DavidJaz / Systems

Double Categories of Open Dynamical Systems
3 stars 0 forks source link

Open Markov Systems and MDPs #1

Open jpfairbanks opened 4 years ago

jpfairbanks commented 4 years ago

Hi Jaz, How do your open markov systems relate to things like Markov Decision Processes and Partially Observed Markov Decision Processes.

From wikipedia:

A discrete-time POMDP models the relationship between an agent and its environment. Formally, a POMDP is a 7-tuple (S,A,T,R,\Omega ,O,\gamma ), where

S is a set of states,
A is a set of actions,
T is a set of conditional transition probabilities between states,
R: S \times A \to \mathbb{R} is the reward function.
\Omega  is a set of observations,
O is a set of conditional observation probabilities, and
\gamma \in [0, 1] is the discount factor.

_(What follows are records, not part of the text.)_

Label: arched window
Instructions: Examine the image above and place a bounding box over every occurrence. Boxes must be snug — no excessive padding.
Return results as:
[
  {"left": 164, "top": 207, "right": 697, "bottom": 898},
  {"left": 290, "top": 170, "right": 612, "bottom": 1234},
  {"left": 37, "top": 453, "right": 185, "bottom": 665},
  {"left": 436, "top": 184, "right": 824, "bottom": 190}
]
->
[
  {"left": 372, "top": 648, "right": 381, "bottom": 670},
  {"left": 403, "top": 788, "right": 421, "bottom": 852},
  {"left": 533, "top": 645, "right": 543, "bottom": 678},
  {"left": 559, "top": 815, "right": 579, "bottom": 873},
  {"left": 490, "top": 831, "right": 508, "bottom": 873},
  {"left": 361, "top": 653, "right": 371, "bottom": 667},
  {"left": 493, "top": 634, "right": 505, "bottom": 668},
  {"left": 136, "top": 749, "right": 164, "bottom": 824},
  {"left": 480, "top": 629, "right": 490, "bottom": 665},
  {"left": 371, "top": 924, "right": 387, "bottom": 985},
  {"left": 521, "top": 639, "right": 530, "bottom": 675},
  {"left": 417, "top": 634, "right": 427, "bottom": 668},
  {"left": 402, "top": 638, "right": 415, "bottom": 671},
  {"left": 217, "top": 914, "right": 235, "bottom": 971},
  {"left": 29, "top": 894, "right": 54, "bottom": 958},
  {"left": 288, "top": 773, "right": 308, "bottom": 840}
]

It seems like POMDPs are an established framework for modeling agents that interact with an environment. Can they be explained with this CT machinery?

DavidJaz commented 4 years ago

Great question!

My notion of D(R x -) open dynamical system (where D(R x -) is the monad that takes a set X to the probablility distributions on R x X where R is the real numbers) is a very similar notion to the notion of Markov Decision Process (from wikipedia). Namely, it consists of a set S of states, for each state s a set A_s of actions available in that state, and a we have for each state s and action a valid in s a distribution on pairs of rewards and next states, that is, p((r, s') | s, a). From this we could marginalize to a distribution on new states and a distribution on rewards, which is closer to the definition given in wikipedia.

A POMDP is slightly more complicated since there is the addition of an observation set and observation probabilities. The observation probabilities can be understood as a D(R x - )-lens, but I'm not sure how well the formalism fits this case.

jpfairbanks commented 4 years ago

It would be very interesting to build an MDP solver based on exploiting the hierarchical structure of large scale MDPs. For example you could have multiple agents making decisions and wire them together via an operad. Then in order to create an optimal policy, you would use the operad structure to assemble optimal policies for the big system from optimal policies for the little systems. If this led to a faster algorithm for MDP solving, that would be a significant achievement for ACT.